Seit Cristian Mungius internationalem Erfolg in Cannes ist der „neue rumänische Film“ in aller Munde. Aktuelle Produktionen setzen sich mit dem Erbe des Kommunismus auseinander.
Bukarest. Nach Cristian Mungius „4 Monate, 3 Wochen und 2 Tage“, einem Sozialdrama über das Abtreibungsverbot in den Achtzigerjahren, für das er 2007 die Goldene Palme von Cannes erhielt, verlassen die Gespenster des Sozialismus immer noch nicht die Welt der jungen rumänischen Regisseure. Nostalgie für die Ära vor der Wende hält sich beim Publikum trotz Wirtschaftskrise in Grenzen – doch die Figur des hingerichteten Diktators Ceauşescu verkauft weiterhin Zeitungsartikel, Bücher und Filme.
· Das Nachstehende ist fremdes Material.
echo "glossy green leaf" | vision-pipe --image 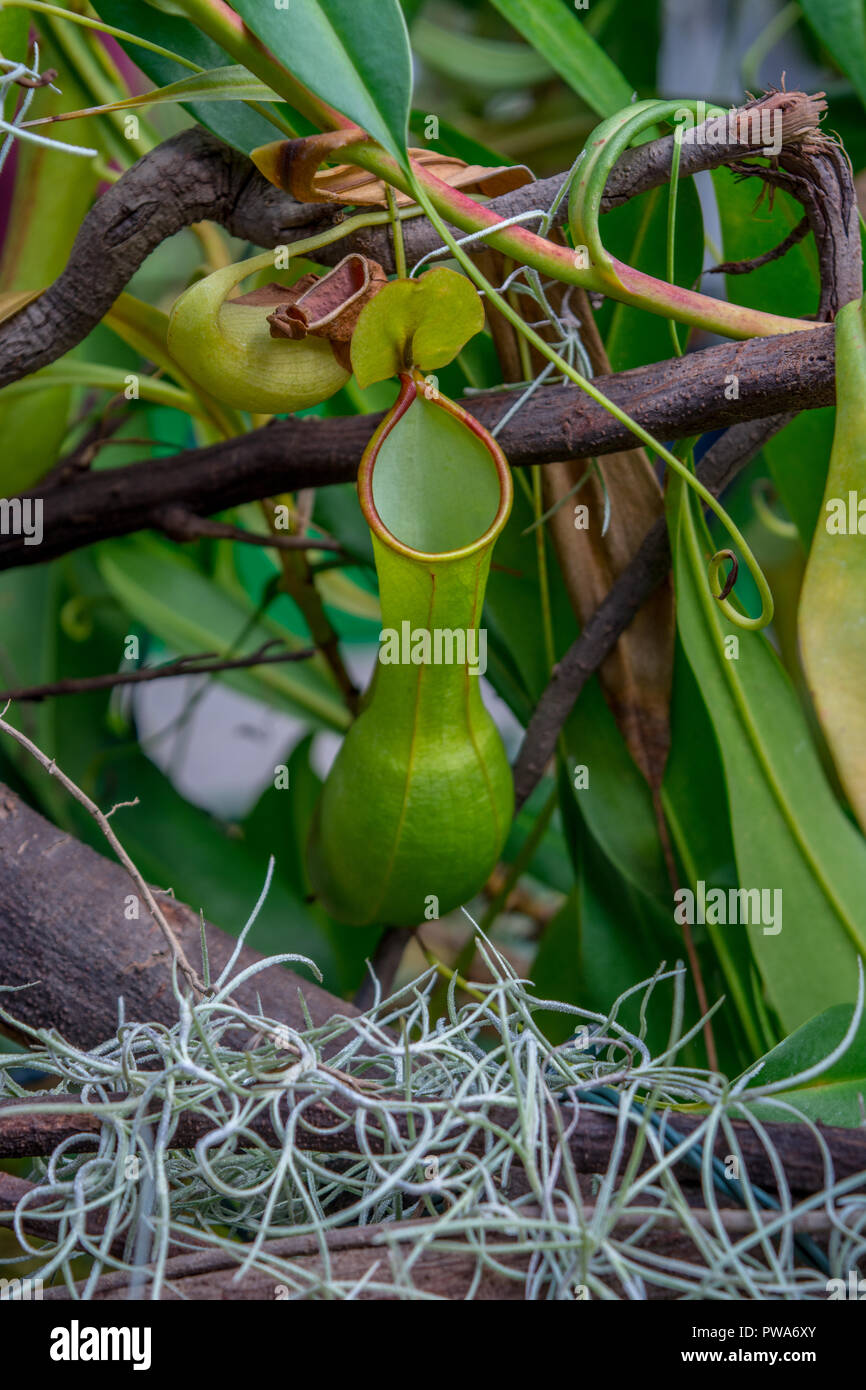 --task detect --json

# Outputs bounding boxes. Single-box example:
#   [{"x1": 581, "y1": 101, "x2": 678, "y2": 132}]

Andrei Ujicas „Autobiographie des Nicolae Ceauşescu“, eine dreistündige Collage aus chronologisch geordnetem Archivmaterial, wurde Ende 2010 zum Lieblingsthema in den Bukarester Medien und Cafés. Die weniger bekannten Aufnahmen zeigen wichtige politische Momente, wie etwa die Rumänien-Besuche von Charles de Gaulle und Richard Nixon, aber auch Szenen aus dem Privatleben der Diktatorenfamilie, die von Kameraleuten des Staatsfernsehens in offiziellem Auftrag, also quasi autobiografisch, gefilmt wurden.
Ceauşescus Erbe interessiert auch Regisseur Alexandru Solomon in seinem „Kapitalismus, unser Geheimrezept“. Die Doku thematisiert die problematischen Kontinuitäten zwischen der damaligen Geheimpolizei Securitate und der neuen Bukarester Oberklasse, die in den ersten Jahren nach der Wende von 1989 in Besitz vieler ehemals staatlicher Unternehmen kam.
Doch die Aufarbeitung der jüngeren Geschichte bleibt nur ein Teil der mittlerweile vielfältigen Filmlandschaft Rumäniens. Einzelne Schicksale und vor allem Randexistenzen aus dem Milieu der Kleinkriminalität bilden das Material für Catalin Mitulescus neuen Film „Loverboy“ (2011), der in der Hafenstadt Constanţa an der Schwarzmeerküste spielt. Offenbar faszinieren Sozialphänomene junge Regisseure wie Florin Serban, der 2010 mit seinem „Wenn ich pfeifen will, dann pfeife ich“ den Silbernen Bären bei der Berlinale gewonnen hat. Die atemberaubende Knast-Story problematisiert die Erfahrungen der Kinder, die ohne ihre im westeuropäischen Ausland arbeitenden Eltern auskommen müssen.
Ein Kurde, gestrandet in Rumänien
Ebenso ist die Migration Thema von „Morgen“, Marian Crisans Film, der 2012 bei der nächsten Oscar-Verleihung für ausländische Produktionen Rumänien vertreten wird. Die Migranten sind aber – und das ist eine Premiere in der lokalen Kinematografie – nicht mehr die Rumänen, sondern außereuropäische Immigranten. Der Plot: Der kurdische Einwanderer Behran, ohne Aufenthaltsgenehmigung in Rumänien gestrandet, versucht auf der Suche nach einem besseren Leben nach Westeuropa zu kommen. Das letzte Hindernis auf seinem Weg bleibt die rumänisch-ungarische Grenze – und vor allem die korrupten und unsympathischen rumänischen Grenzer, deren Aufgabe darin besteht, den Schengen-Raum vor unbefugten Nichteuropäern zu schützen.
Behran findet ausgerechnet bei einer armen einheimischen Familie Unterstützung. „Morgen“ ist vor allem thematisch brisant, denn der Schengen-Beitritt gilt derzeit in Bukarest als oberste Priorität der Außenpolitik.